Two Ways of Seeing: Edward Hopper and Fairfield Porter
Was looking at the always interesting Painting Perceptions website run by Larry Groff. It has a new posting on Fairfield Porter I enjoyed this morning. It got me thinking about the difference between two of the main ways of seeing in painting- one can either move one's eye across the surface or plunge into the painting's depth. In the first mode, things tend towards flatness and emphasize the shape of their silhouettes. In the second, it's much more likely to find a real sense of volumes. Let's use Porter as an example and contrast him against Edward Hopper. These two realist American painters are both very good yet they exemplify different sides of the painting coin.
Above is a Porter oil of a house and garden. Porter's choice of his point of view is revealing. Instead of a clear, unobstructed view that would let you see the house, he interrupts the line of sight with at least four additional layers of trees and shrubs. Its focus is on the network of branches and leaves that run across the painting's surface more than it's about creating a real depth of space and convincing volumes.

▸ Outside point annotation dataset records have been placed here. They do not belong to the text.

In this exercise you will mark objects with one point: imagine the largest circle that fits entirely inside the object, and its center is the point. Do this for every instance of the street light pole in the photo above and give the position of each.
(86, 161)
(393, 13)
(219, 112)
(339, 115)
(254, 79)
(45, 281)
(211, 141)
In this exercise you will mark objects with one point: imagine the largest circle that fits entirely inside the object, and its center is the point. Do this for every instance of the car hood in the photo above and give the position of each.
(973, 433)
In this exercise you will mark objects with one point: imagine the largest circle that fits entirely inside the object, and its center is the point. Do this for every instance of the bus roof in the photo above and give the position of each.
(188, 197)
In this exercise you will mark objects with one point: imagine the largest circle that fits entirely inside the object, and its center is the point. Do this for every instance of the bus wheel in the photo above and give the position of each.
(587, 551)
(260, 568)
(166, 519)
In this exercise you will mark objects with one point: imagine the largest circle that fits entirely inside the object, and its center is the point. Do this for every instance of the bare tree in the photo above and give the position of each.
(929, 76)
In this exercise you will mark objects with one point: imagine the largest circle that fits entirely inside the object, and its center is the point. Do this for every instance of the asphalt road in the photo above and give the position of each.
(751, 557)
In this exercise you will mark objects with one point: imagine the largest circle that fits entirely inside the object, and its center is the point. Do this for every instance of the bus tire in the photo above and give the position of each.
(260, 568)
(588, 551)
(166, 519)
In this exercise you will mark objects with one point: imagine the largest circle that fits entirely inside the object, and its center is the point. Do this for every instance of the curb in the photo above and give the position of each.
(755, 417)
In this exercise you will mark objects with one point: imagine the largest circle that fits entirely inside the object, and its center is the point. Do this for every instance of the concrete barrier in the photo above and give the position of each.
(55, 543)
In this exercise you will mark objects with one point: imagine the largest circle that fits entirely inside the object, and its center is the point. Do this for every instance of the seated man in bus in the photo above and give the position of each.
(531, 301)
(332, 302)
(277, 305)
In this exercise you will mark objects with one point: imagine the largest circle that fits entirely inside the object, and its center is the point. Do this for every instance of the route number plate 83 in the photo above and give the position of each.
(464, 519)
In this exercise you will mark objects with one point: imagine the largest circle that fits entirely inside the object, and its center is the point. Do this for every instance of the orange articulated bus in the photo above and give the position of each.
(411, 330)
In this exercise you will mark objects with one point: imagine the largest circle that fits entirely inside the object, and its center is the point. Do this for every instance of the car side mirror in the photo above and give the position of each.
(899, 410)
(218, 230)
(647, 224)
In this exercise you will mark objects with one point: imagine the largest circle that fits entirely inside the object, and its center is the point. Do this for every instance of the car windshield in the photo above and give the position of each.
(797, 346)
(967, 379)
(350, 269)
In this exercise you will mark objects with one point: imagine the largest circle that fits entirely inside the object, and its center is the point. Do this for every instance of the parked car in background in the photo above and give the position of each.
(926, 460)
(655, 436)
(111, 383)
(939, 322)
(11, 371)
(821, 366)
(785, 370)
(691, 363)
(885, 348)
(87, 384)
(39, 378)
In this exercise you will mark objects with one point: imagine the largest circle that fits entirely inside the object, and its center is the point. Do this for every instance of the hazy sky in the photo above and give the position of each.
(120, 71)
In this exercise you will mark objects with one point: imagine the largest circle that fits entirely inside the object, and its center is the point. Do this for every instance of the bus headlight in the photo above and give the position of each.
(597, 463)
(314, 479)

This can be exactly what we experience when we walk through any crowded space- there can be so much information that our mind's eye has to summarize it as just a crowd or multitude. I remember years ago when I lived in New York City and attended the Art Students League. Each morning I'd take the subway to class at rush hour and would have to squeeze (holding my paint box and often a wet canvas) into a herd of others heading off to their jobs. You'd be riding in a car with maybe 100 other people, most standing up and clinging to overhead handles or poles trying not to fall over as the train bumped and lurched its way forward. What you would see would be the moving, swaying mass of people rather than individuals.
Porter's painting, while hardly summoning up images of a New York subway, suggests this way of seeing reality.
Below is a very different world- it's an oil by Edward Hopper, Seven A,M,. As the title indicates, it's way before rush hour and typical for Hopper, he's picked a much more sparse and pared down world to paint.
Hopper's world is one of clear, sharp definition. He's showing us defined spaces (the storefront, it's interior, and the dark forest background). You could walk into his space and almost measure the picture's depth in feet and inches. Where in Porter's painting one is always aware the forms are made of flat areas of oil paint, here Hopper populates his world with carefully modeled objects you could pick up and hold in your hands. They're all volumes, they have real weight.
Back to Poter's more two dimensional world...
And to Hopper's imagination so full of clear volumes and deeper spaces.
There's the old retort by painters "I paint what I see." A bigger question arises once one realizes just how much there is to see in reality (both external reality and the internal reality of our thougths and emotions). Art happens only as we choose which aspect of what we see we're going to emphasize.
In real life when you meet a new person you're often struck by some aspect of their personality that you sense is unique to them. So it is with paintings- if they are to be good they're about selectivity, about the artist picking wisely from the myriad facets of reality to weave a convincing, personality-rich world for the viewer.